After waiting 30 or more days after final completion of the general contract (note that this is final completion, not substantial completion), the owner may disburse the retainage funds to the general contractor in the absence of mechanic’s lien claims lodged by subcontractors and properly perfected under Chapter 53.
If the statutory retainage is complied with, the owner can limit its liability for work performed under a general contract to the original contract sum, at least in theory. In practice, if there are mechanic’s lien claims exceeding the amount of the retainage fund, the proper procedure for an owner is to interplead the retainage funds in an interpleader action naming all of the subcontractor claimants as parties. If this is done correctly, the owner has the ability to recover its attorneys’ fees out of the interplead fund.
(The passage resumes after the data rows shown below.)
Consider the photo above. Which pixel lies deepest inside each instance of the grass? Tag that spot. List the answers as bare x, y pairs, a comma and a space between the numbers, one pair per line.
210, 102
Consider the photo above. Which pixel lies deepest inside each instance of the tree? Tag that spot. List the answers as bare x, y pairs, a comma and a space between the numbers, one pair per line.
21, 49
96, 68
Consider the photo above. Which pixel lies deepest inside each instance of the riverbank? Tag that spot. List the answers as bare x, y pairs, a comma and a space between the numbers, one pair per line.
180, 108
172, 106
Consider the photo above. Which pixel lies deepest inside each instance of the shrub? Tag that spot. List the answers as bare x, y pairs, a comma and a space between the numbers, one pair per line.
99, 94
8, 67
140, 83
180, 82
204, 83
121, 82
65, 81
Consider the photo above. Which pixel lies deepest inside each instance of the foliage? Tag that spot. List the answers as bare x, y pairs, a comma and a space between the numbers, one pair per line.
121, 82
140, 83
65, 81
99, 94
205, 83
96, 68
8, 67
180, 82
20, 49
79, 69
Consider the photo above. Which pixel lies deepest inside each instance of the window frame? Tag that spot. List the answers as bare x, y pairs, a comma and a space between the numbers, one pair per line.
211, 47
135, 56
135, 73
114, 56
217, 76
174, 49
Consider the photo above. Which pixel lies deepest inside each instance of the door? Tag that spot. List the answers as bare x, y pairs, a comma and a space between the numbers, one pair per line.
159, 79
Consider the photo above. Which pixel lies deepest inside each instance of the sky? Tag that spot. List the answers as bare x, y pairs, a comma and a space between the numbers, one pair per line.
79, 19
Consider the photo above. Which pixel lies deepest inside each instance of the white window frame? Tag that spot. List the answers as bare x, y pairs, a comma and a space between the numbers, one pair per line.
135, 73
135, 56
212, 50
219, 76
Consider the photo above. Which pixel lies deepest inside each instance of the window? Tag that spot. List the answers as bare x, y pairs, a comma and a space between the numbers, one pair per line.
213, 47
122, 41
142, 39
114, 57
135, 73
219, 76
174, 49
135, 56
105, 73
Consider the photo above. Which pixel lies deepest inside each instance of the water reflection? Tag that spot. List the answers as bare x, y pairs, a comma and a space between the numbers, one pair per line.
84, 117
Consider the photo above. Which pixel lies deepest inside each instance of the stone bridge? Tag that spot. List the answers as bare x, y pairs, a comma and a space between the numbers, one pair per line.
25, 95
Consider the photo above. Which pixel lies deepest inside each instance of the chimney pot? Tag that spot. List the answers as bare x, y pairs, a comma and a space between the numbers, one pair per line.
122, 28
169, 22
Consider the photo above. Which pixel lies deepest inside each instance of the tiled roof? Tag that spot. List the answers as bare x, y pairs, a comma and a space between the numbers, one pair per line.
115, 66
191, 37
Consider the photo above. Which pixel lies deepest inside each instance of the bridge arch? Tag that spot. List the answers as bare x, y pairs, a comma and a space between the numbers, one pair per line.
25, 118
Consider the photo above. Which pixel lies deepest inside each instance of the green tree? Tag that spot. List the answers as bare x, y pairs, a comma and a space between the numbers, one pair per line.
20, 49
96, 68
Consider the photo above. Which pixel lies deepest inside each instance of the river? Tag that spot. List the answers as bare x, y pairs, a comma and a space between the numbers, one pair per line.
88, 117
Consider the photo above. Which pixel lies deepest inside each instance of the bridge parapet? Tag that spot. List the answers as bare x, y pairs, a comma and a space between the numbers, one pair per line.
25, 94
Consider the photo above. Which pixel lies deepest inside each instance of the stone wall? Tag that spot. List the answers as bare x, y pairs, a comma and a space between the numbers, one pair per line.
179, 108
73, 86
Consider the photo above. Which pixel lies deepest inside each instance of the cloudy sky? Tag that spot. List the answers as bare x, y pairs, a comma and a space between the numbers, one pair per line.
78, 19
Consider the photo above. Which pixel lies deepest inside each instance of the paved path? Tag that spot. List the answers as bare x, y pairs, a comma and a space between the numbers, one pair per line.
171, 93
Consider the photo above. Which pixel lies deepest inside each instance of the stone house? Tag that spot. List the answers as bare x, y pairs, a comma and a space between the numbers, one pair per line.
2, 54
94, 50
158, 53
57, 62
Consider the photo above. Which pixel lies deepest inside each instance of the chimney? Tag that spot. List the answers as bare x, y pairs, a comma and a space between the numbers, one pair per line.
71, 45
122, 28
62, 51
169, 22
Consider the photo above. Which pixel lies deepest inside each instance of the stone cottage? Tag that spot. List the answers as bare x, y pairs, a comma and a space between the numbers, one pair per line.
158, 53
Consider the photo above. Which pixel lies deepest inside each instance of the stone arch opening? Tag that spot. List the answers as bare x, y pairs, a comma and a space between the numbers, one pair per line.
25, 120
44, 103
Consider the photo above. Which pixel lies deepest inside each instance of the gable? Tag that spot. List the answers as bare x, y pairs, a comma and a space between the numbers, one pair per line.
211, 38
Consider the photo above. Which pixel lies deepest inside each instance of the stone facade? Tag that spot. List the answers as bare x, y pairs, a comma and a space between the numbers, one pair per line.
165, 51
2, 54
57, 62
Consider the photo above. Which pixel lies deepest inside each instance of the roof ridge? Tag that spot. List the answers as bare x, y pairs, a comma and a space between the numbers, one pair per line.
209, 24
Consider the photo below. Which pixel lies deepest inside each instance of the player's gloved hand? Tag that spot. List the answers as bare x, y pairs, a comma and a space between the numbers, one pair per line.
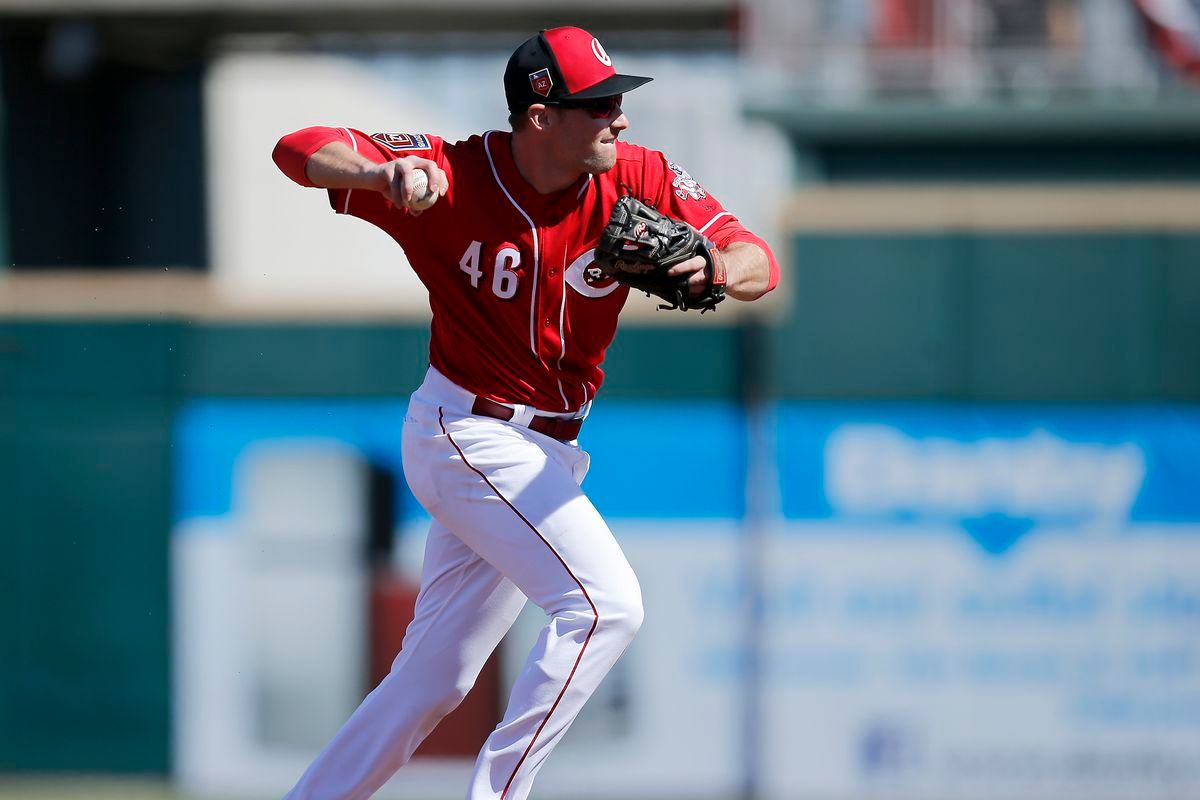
649, 251
397, 185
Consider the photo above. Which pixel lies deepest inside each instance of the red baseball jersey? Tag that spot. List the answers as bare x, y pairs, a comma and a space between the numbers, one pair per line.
520, 313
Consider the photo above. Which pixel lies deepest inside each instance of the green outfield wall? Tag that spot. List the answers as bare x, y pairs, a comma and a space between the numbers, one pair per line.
87, 410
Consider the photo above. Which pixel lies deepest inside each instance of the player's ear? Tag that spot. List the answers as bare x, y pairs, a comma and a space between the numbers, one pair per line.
540, 116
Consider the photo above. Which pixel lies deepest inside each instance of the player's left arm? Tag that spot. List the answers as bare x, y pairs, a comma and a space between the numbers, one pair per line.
750, 268
748, 271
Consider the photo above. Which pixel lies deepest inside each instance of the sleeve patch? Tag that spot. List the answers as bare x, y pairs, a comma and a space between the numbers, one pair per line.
400, 142
684, 185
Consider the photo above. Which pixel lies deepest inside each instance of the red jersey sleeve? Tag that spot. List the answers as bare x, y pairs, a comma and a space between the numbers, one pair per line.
293, 151
678, 194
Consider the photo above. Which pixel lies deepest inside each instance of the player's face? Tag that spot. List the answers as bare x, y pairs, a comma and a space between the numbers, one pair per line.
589, 131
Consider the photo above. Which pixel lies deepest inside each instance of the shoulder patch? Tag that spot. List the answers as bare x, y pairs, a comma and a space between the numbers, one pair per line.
684, 185
399, 142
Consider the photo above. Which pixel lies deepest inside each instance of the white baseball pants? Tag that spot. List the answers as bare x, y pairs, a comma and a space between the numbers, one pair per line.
509, 522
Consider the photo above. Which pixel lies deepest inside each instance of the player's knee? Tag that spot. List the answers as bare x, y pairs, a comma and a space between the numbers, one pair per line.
623, 615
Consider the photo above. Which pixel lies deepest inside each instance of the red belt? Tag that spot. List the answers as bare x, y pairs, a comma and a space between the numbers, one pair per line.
552, 426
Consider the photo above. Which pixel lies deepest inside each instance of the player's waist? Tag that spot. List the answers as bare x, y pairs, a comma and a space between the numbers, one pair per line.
438, 389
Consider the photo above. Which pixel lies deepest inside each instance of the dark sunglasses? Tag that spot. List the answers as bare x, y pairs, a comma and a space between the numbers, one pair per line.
600, 108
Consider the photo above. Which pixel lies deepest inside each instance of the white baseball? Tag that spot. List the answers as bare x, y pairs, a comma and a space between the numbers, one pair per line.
423, 197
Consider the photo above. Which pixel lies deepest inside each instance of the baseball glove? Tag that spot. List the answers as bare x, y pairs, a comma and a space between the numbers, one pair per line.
640, 245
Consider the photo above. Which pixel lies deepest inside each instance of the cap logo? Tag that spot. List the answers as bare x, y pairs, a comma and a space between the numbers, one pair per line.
541, 82
598, 50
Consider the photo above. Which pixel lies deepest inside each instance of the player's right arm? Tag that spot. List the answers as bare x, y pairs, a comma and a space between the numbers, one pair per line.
322, 157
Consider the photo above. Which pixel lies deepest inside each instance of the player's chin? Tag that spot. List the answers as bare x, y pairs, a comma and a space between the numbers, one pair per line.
603, 160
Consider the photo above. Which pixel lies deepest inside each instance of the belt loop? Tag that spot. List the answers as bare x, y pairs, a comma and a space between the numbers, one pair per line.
522, 415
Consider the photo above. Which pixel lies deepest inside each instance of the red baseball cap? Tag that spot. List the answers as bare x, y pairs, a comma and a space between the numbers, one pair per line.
562, 64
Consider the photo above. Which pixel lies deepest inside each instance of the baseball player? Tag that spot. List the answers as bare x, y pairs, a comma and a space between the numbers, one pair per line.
502, 229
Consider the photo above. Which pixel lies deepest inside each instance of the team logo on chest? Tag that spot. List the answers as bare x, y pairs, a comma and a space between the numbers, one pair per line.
541, 82
684, 185
587, 278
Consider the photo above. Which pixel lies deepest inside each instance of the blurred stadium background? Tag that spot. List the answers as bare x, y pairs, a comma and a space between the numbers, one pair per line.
948, 545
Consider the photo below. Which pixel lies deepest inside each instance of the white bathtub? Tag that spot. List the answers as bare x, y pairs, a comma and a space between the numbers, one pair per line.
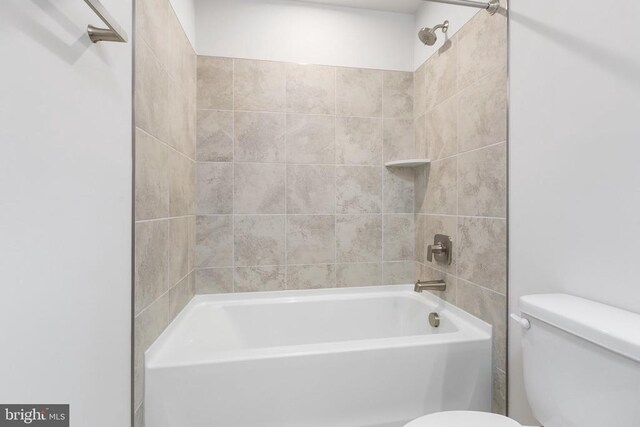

The second obligation Chapter 53 places on an owner requires that an owner receiving a notice from a subcontractor pursuant to Section 53.056 (commonly known as a “trapping notice”) must withhold from payments subsequently due the contractor (in addition to the statutory retainage) the amount claimed in the “trapping notice” (although the statute is worded that the owner “may withhold,” the owner is liable for not withholding so, for practical purposes, the “may” should be read as a “shall”). The subcontractor sending the trapping notice is required to send a copy of the notice to the general contractor under Section 53.083. In the absence of an objection properly lodged by the general contractor within 30 days after the general contractor receives such notice, the owner is entitled to pay the amount of the claim in the trapping notice directly to the subcontractor and receive a credit on its account with the general contractor in the corresponding amount. This has much the same effect as a garnishment action, but operating within the prejudgment time frame. If the general contractor does properly dispute the notice, the owner is once again in the interpleader situation with regard to the entitlement to the funds.
By scrupulously complying with statutory retainage and correctly responding to “trapping notices,” an owner can limit its exposure to unbudgeted construction expenses.
The analysis above applies to privately owned real estate projects in Texas. Projects for state or federal governmental entities are outside the scope of this discussion. Other situations outside the scope of this discussion are situations involving contractual retainage arrangements between a contractor and a subcontractor beyond the statutory retainage provisions in the Texas Property Code.